With the state's emergency shelter system at capacity due to a crush of new arrivals and families experiencing homelessness, the Healey administration selected the controversial Roxbury site to relocate migrants who had been sleeping at Logan Airport. When Gov. Maura Healey and Wu toured the facility last week, they were met by protestors questioning why the state decided to open a shelter in a historically marginalized neighborhood and not a wealthier community like Wellesley.

Over their first weekend at the Cass, roughly 75 young people were enrolled in Boston Public Schools, and Wednesday marks their first day in the classroom at nearby schools, the mayor said.

A different community center has taken on some of the Cass's programming, Wu said. Some tennis programs were relocated to spots in Jamaica Plain, she said.

A youth track club at the Cass now has a schedule to meet in various locations, an arrangement that Wu described as "really not ideal."

"We're still trying to find more, even for the next couple of months, a more permanent and stable situation for them, so we're working really closely," Wu said. "In addition to the dedicated programs, it was always open for anyone who wanted to come walk around and use that, so that's a little bit of what I really worry about, as well, just this had been a space where you knew was always there."

City officials worked with the state to identify other shelter options beyond the Cass, Wu said. More than 15 locations were under discussion, including city-owned buildings and schools.

"The state was really looking for somewhere that was ready to go with enough bathrooms, with enough showers, immediately for the families who had been at the airport," Wu said.

The Cass will stop functioning as a shelter by May 31 and reopen as a recreation center and public pool, administration officials have said. 

During her walkthrough of the Cass on Tuesday, Wu said she met some families who were previously staying at a hotel shelter in Revere. Most migrant families speak Spanish or Haitian Creole, she said.

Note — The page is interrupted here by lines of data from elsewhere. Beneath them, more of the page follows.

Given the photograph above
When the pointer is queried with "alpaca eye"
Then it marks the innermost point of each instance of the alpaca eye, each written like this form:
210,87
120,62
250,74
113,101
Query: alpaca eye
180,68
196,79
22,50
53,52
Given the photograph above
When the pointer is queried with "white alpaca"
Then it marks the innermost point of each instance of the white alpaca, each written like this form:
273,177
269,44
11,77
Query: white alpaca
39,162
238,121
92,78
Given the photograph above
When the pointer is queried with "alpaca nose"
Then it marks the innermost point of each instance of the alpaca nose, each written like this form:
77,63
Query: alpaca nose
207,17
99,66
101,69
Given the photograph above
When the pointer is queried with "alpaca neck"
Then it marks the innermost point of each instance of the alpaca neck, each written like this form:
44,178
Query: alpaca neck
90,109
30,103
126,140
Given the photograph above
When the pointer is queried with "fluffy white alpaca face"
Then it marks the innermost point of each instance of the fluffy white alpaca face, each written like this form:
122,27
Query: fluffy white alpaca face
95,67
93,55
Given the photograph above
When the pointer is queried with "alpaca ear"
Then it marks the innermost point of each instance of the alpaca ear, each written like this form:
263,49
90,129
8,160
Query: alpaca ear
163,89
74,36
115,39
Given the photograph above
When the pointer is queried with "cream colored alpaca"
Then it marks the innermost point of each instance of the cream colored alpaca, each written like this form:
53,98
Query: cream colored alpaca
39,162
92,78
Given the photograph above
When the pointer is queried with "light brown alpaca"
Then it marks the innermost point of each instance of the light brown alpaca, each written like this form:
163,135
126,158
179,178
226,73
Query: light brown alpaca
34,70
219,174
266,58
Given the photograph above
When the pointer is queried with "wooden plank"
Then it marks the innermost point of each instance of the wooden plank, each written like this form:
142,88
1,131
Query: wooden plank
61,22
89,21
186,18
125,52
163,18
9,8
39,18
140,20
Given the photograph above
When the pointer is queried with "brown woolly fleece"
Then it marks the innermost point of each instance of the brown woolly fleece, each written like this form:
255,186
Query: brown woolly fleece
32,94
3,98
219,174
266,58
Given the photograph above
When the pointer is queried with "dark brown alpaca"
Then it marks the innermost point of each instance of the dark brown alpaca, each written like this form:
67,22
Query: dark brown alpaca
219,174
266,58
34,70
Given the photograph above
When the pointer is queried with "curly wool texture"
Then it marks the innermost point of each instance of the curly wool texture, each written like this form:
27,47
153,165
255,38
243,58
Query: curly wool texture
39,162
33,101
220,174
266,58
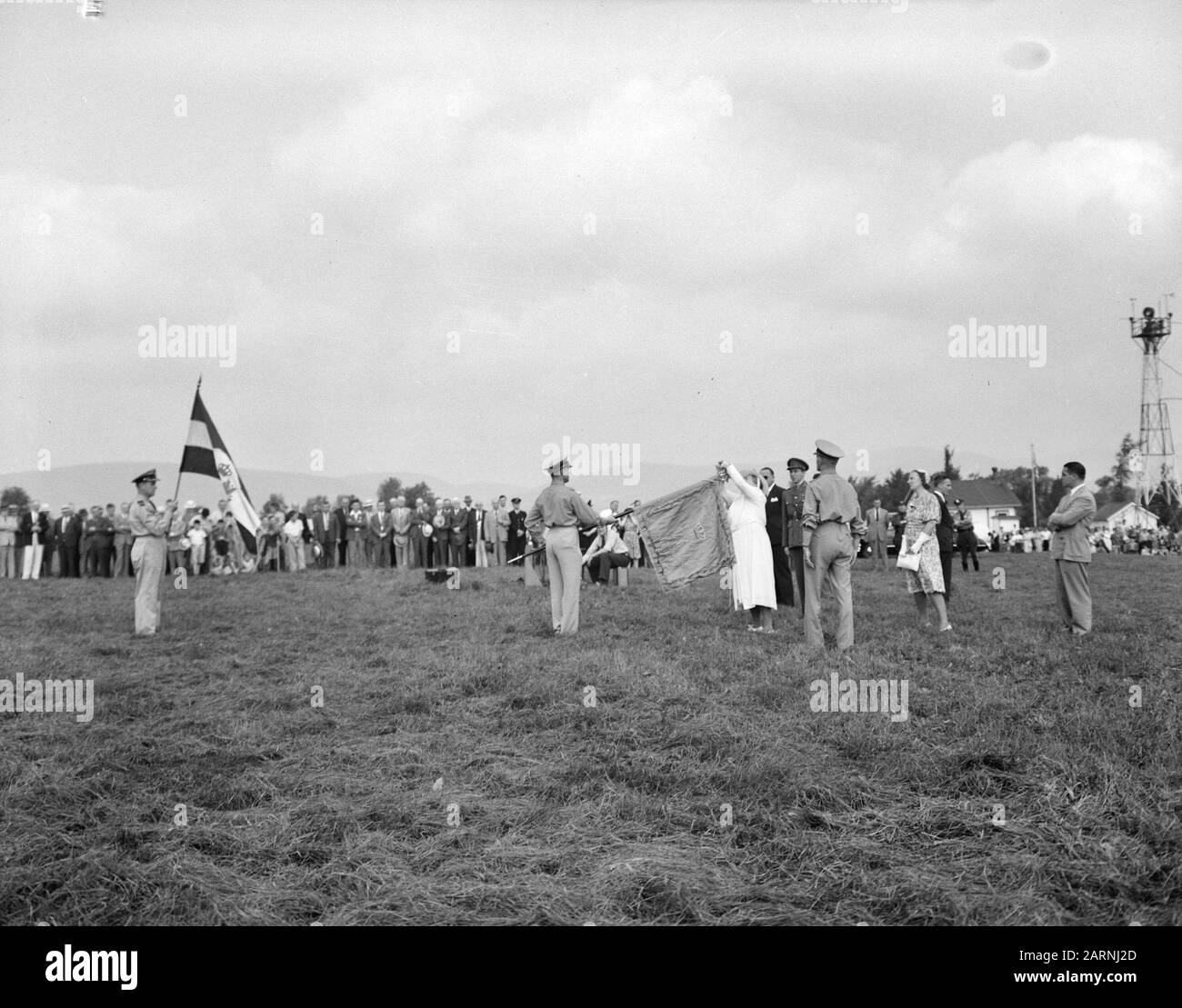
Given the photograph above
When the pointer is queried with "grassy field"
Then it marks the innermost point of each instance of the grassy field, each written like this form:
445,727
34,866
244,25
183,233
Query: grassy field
461,704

"There's a little bit of shuffling around -- I'm not sure how everything is fitting together. But the kind of track area that had a floor put down and lots of cots in there with kind of blankets and bedding, and most of the families push their cots together to make a little family unit," Wu said.

Wu reflected on another family she met, who came to Boston three months ago and have bounced around different locations in their quest to find a stable living situation.

"I keep saying this is not a problem about migrant families. This is a problem about housing that we had before anyone came, that we have across every community," the mayor said.

She added, "We are a place where that housing barrier for our own residents is tens of thousands of people on the waitlist for BHA," referring to the Boston Housing Authority.